Vught once used a "temporary" supermax prison to house serious offenders, built in a bunker in the centre of the facility, whose 33 cells came complete with the usual sink, chair, bed, desk, and toilet. The new EBI, however, is more secure, with fully monitored, glass-separated visitations, intercom-only communication, handcuff regimes, recorded telephone calls, regular body searches, and an automatic lockdown in the case of a hostage situation. Below is the daily schedule in Vught:

Vught correctional officers, most of them experienced, currently find the job in Vugt satisfying and clear in its objectives, although prisoners, understandably, find living in Vught a different matter. Dissatisfied with prison conditions, Vught prisoners at least once took the prison to court over operating under sub-standard conditions. Conditions were, in fact, so bad that in 1999 the European Commission for the Prevention of Torture and Inhuman or Degrading Treatment of Punishment ruled that the EBI indeed did have "harmful consequences for those subjected to it."

Supermax Prisons in the United States today

In 1997, there were approximately 32 to 42 supermax prisons operating in the United States; today there are over 60 (Rhodes 2002).

By 2002, approximately half a percent of all federal inmates served their time in United States Penitentiary (USP) Marion , located 300 miles from Chicago, Illinois, and Florence ADX, located 90 miles south of Denver, Colorado. Both of these prisons house the "worst" and "most violent" prisoners, under the strictest and tightest conditions. Both Florence ADX and USP Marion were denounced by Amnesty International for violating the UN's Standard Minimum Rules for the Treatment of Prisoners. 23-28% of these inmates had killed either guards or inmates inside prison, and the rest had murders on the outside...

Marion had the only Control Unit until 1994, when it transferred it to Florence ADX. At Marion, the Control Unit had only 57 prisoners, most of whom were hostage-takers, escapists, inmate or guard murderers, and prison rioters. As of 2002, ADX held 47 inmates.

Several famous prisoners serve or have served their time at ADX: "unabomber" Ted Kaczynksi, Timothy McVeigh, Terry Nichols, Al Queda terrorists responsible for the 1993 World Trade Center bombings, Chicago Black Gangster Disciple Leader Larry Hoover, as well as Tupac Shakur's stepfather.

The average time spent for prisoners in Control Units is 3 years; if they demonstrate good conduct, inmates often move on to less secure levels within the prison relocate to other, more "standard" prisons.

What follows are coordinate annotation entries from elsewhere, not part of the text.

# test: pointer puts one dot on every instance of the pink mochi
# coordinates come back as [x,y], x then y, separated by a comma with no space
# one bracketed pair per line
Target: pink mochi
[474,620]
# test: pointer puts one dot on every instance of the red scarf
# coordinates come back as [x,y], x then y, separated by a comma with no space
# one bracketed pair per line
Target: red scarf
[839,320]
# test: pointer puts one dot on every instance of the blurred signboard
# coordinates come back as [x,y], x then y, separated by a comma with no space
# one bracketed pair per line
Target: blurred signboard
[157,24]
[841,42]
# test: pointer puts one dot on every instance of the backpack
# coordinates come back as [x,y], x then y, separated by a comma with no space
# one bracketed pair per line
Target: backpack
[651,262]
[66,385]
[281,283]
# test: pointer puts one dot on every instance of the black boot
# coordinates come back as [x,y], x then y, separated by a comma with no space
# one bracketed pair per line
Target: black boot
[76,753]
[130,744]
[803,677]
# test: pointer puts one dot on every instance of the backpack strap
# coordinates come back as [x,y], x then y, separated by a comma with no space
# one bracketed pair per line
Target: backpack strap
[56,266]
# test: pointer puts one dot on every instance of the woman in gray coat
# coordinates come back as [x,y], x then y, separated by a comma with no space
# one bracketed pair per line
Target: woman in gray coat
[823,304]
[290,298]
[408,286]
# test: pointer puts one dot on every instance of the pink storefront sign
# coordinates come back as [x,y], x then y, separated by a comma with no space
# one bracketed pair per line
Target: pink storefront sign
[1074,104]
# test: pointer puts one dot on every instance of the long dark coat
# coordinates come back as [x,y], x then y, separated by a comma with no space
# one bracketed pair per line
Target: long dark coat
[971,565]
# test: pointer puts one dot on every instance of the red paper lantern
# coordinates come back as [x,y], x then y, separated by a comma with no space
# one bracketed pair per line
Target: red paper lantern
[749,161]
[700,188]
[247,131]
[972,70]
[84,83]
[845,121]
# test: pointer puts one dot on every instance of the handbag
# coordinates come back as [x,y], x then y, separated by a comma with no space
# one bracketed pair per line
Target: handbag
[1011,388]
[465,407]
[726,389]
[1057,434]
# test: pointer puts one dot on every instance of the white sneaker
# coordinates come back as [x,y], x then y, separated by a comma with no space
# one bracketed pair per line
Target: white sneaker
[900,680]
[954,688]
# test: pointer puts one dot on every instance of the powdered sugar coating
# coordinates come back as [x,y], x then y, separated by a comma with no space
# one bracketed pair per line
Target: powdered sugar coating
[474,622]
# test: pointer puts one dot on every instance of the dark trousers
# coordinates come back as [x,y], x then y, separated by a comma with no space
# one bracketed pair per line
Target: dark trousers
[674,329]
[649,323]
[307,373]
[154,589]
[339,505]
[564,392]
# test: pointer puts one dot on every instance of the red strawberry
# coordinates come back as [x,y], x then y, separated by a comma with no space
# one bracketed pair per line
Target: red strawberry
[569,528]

US supermax prions, like their Dutch counterparts, but perhaps more intensely so, operate under the same incapacitating conditions of security. They have little contact with staff, spend 23 hours a day confined to their cell, and have most materials, such as food trays, medical supplies, and library materials, delivered directly to their cell. Inmates are escorted shackled and cuffed, accompanied by 4-man escorts. The Secure Housing Unit at Pelican Bay Prison in California, for instance, denies its inmates access to psychiatric and specialized medical care, confines inmates to cells for 22-23 hours per day, and withholds all opportunities for congregate dining and congregate exercising periods. The SHU also denies inmates access to rehabilitative and vocational programs, and religious services. There are also reports from researchers that prisoners housed in SHU's such as those in Pelican Bay are intermittently tortured, using methods such as forced-cell-extraction, fire-hosing, hog-tying, beating under restraints, threats against family, sensory deprivation, and staged fighting for officers' entertainment (Prison Activist Resource Center, 1998). On a regular basis, diabetics will go without medication, cells will remain unheated in the winter months, mail will be illegally censored, and broken toilets will be left unfixed.